Extensive archive of development material related to the Atari, Inc. video processor project ‘Mondo Boffo’ and the 3-D processor project ‘Mondo Bondo,’ deriving from the personal collection of hardware designer David Sherman, who worked on these processors between 1980 and 1983 during Atari’s graphical evolution. The archive, which contains an abundance of schematics and hand-annotated worksheets and diagrams that Sherman used to lay the programming foundation for Atari games like Space Raiders, Blasteroids, and I, Robot, has been divided into the following bundles and binders:
Mondo Bondo / Mondo Boffo hardware bundle:
- A flow chart for the Mondo Bondo u-code with database description, showing the entire state transitions of the Mondo Bondo (3-D math and object formatting engine for the video machine); an important document, which is essentially the only ‘picture’ of the microcode operations
- A large vellum hand-drawn schematic entitled “Block Diagram, New Mondo Boffo ‘Assisted Bit Map,’ with a Xeroxed copy that shows 65k Ram timing
- A schematic of a “Mondo Bondo Block Diagram” showing the final 1Kx52 microcode
- A schematic of a “‘Final’ State Diagram MBII”
- Two final review sets of schematics for licensing to Taito—one eight-page set marked as “Schematic Ice World’s CPU PC BD, and an 11-page set marked “Schematic Ice World Video PC BD”—both annotated on the first page in red felt tip, “9-7-83, T.T.” Ice World was the development code name for the innovative arcade shooter game I, Robot
Mondo Boffo II hardware bundle (three folders):
- Folder marked “Mondo Boffo II,” containing a Xerox of wire wrap board placements, pull-up header locations, an SSI list of part counts, power connections for “Space Raiders Mondo Boffo II” by Doug Snyder, an MBII “Interconnect Harness” drawing, and a schematic marked “Regulator/Audio II, P.C. BD”
- Folder marked “M. Boffo Doc,” containing a schematic set with a simple interim “Matrix Processor/Divider” that was discontinued when the final Mondo Bondo was available, simple CPU schematic pages, a hand-drawn Mondo Boffo II wire wrap schematic check plot, loose sheets of “Dram Write Control Proms” content, sheets marked “High Res Mondo Boffo Additions” for ‘pixel splitting’ to obtain 512 apparent resolution, and generic schematic for a 6809 Dev System Interface
- Folder marked “Mondo Boffo II,” containing a loose address decoder drawing, a “Final State Machine” drawing for the video processing block, a Xerox of the hand-drawn 16K Dram timing diagram, check copies of interconnect harness variations, a Xerox of a “Block Diagram New Mondo Boffo” with hand-drawn 16 K drams, and various loose sheets showing address decoder logic, “Space Raiders MBII Interconnect Signals,” an address space drawing, details of address space for setting up the video process from the CPU, an RGB pinout, and a Video Board Parts Cost, with chip count and cost estimate
A “Mondo Boffo” hardware bundle file:
- A 5-page programming model packet for Mondo Boffo, featuring basic features distributed to a few programmers for comment; a simple write-up of accumulated boundary coordinates to delineate color regions
- An 11-page handwritten “Description of Space Raiders” packet, which Sherman recalls: ‘An original for an earlier version of the idea attached to a simple game idea called Space Raiders. I think the game was a first-person ‘Asteroids’ idea on a raster screen, so the extremely limited hardware could have been justified. The idea was dropped even though the game idea lived on and was used in some documentation.’

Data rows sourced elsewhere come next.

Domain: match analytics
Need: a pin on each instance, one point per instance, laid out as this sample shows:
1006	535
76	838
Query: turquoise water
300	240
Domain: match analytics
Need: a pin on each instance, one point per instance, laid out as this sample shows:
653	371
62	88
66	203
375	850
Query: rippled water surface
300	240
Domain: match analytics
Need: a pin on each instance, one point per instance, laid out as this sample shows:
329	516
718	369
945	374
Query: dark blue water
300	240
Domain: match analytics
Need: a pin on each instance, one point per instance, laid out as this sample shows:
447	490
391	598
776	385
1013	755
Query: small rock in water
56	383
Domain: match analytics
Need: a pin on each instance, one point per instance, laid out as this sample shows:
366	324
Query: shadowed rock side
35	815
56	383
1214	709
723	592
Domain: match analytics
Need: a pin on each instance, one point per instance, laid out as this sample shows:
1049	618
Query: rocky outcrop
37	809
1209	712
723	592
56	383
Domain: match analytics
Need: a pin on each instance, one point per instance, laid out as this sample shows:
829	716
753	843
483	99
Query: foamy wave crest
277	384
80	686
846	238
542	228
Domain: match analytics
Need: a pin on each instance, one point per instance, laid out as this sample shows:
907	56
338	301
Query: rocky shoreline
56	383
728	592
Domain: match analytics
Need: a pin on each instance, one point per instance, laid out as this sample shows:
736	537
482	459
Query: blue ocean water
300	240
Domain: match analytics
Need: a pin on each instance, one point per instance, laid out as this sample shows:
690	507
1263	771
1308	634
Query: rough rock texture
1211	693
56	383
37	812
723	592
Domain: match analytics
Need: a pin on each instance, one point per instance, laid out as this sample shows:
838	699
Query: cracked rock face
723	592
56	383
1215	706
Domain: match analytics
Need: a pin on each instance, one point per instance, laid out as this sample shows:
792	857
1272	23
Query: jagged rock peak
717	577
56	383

- Schematics for simple proposed “Test Patterns”
- A large vellum hand-drawn schematic marked “Mondo Boffo, Master Timing Diagram”
- A large vellum hand-drawn schematic marked “Block Diagram, Mondo Boffo, Alias ‘Space Raiders’”
Three-ring binder marked “Mondo Bondo III,” which contains the very first version of the 2901-based Mondo Bondo design with 265-x rams in the place of the u-code rooms, which allowed the new debug code to be quickly downloaded for the initial bring-up. Includes numerous hand-edited schematics and notebook pages. According to Sherman: ‘We expanded the depth as went to avoid a new wire wrap debug effort by simply pulling CE chip enables from rams soldered and stacked on top of each other to fit into the existing wire wrap sockets to get 512 and 1K depths. This schematic was ‘cobbled together’ from the Blasteroids schematic, new schematics designated Mondo Bondo III, and new development ram schematics simply called ‘Math Box Development Rams.’
Three-ring binder marked “Mondo Boffo III,” containing sundry hand-annotated schematics, diagrams, and programming instructions. According to Sherman: ‘This binder is still the 16K drams design (Mondo Boffo II). I believe it was labeled Mondo Boffo III because it was a new wire wrap board to support the bring-up of the Mondo Bondo III 3-D math processor. At the time, that eliminated confusion so techs and myself knew which wire wrap was which since the development was occurring with an overlap in time. The actual 65K dram system (actual Mondo Boffo III) first development schematics have not survived; surviving documents are of the first PCB set.’
Three-ring binder marked as “Blasteroids,” which was a very early code name for the hardware that was attached to a proposed first-person ‘Asteroids’ game on a raster display. The binder contains hand-drawn wire wrap instructions, as well as instructions and diagrams for an edge connection wiring harness. Sherman notes that this ‘probably does not match up with any existing wire wrap schematic.’ In overall fine condition.